If that doesn’t make me like most women then I don’t know what will.


12 thoughts on Reflections

  1. I don’t understand the reluctance of feminists to take up the cause of trans women. As a straight ciswoman I first had to understand that lesbians were and are an indispensable part of the feminist movement. (That I figured out in 1970.) It took me a bit longer (about 10 years) to come to the same position re trans women. I had to read up and educate myself. I’m still doing it.
    This is a great post — part of my continuing education.

  2. Pumping is something I only just learned about from Transgriot.

    Thanks for this, C.L. I don’t have much to add except yes. The gender policing of trans women is a particular vicious head on the hydra we’re all fighting, and it’s infuriating that people still construct the idea of “real” women to perpetuate that marginalization.

  3. Thanks for this. I hadn’t thought of putting mtf reassignment surgery in the category of “women’s health services our country fucks over,” but it seems like part and parcel of the same BS, with an extra helping of transphobia.

  4. Frankly, I wouldn’t call FFS cosmetic either–I’ve heard that for some people it’s more important, dysphoria-wise, than getting the plumbing remodeled. It’s certainly more visible. I’m uncertain on breast augmentation, but at least for some women you could make a strong argument that it’s not cosmetic either.

  5. I wonder if we will ever get to a point where gender policing is not quite so stringent. And I think that there’s even a spectrum of presentation among those who are trans. Some engage in surgical procedures, some do not. Often this is because of simply economics, sometimes personal choice.

  6. Thanks for this post. The intersection between my body issues that are trans related and my body issues that are simply the result of being a woman in this culture is a frequent point of focus for my attention and efforts to unwind my real needs from my conditioned anxieties. It’s very nice to read someone else’s thoughts on the subject. Nice to be reminded I’m not alone (even though I know damn well that I’m not).

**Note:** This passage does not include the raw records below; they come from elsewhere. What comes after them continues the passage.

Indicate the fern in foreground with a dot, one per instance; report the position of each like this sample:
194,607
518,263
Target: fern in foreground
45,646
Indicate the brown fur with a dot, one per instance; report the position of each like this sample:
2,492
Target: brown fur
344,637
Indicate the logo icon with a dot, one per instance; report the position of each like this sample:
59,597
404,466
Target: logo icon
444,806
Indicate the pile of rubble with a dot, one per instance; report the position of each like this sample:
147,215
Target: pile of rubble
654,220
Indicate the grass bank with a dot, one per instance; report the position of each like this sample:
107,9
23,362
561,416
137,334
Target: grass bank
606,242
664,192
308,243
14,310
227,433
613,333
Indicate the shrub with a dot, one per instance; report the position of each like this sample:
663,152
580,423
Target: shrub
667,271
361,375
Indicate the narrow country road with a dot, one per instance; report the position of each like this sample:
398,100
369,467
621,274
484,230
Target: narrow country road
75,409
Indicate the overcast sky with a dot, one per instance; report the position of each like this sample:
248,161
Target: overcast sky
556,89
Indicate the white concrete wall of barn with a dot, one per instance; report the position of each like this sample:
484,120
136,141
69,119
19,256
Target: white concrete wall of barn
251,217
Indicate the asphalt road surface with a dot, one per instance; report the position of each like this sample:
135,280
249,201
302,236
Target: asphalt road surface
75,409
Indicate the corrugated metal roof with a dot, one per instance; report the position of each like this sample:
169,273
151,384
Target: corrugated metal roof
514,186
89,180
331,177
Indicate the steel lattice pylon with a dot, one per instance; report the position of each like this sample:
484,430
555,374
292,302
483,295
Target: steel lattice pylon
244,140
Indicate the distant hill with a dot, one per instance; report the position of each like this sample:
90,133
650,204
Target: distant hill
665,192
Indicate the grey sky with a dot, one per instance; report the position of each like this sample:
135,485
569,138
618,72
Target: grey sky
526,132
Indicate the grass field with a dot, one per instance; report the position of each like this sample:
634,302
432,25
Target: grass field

  7. (for reference, I’m a cis woman and a lesbian) I have no idea what it means to be a woman or a man…I sometimes have difficulty disentangling my actual desires from those stemming from indoctrination. I’ve vacillated between rejecting all the trappings of “femininity” (and hiding my body) to embracing the few that make me smile and wearing clothes that make me feel good (and a little bad–I got a little self-slut-shaming going on in my head, though less now). All I can say is that some things feel right to me (for me), while others feel terribly wrong, and my sexual orientation was somehow tied to my gender performance (though I know that that may or may not be the case for others)…I started deciding which aspects of “femininity” to embrace (rather than rejecting them all full stock) when I came out, and I’ve never been happier or less ashamed. Only you know what’s right for you…and despite what Julie Bindel said in the article you linked, the pursuit of happiness is the pursuit of health. May we all have the courage (and wherewithal) to “be who we are” and the compassion/generosity to want that for others.

  8. Diana, I’m a trans woman and what you wrote describes my experiences as a woman almost line for line. I was nodding my head as I read your words.

    I don’t how many people realize this, but femininity (or how ever the heck society defines that term) isn’t something that all trans women go absolutely gaga over. My own personal tastes lean toward the blurry boundary between androgyny and what society defines as “feminine.” I pick and choose what I find to be palatable and push away that which isn’t… and there’s a lot of things about society’s notions of womanhood that I find to be strongly unpalatable.

    I too am primarily attracted to women. One of the things I love about the queer women’s community is that there has always been this broad range of gender expression that defies the boundaries of womanhood that society lays down. Being around so many queer women during my transition helped deepen my own understanding of what feels “right” to me.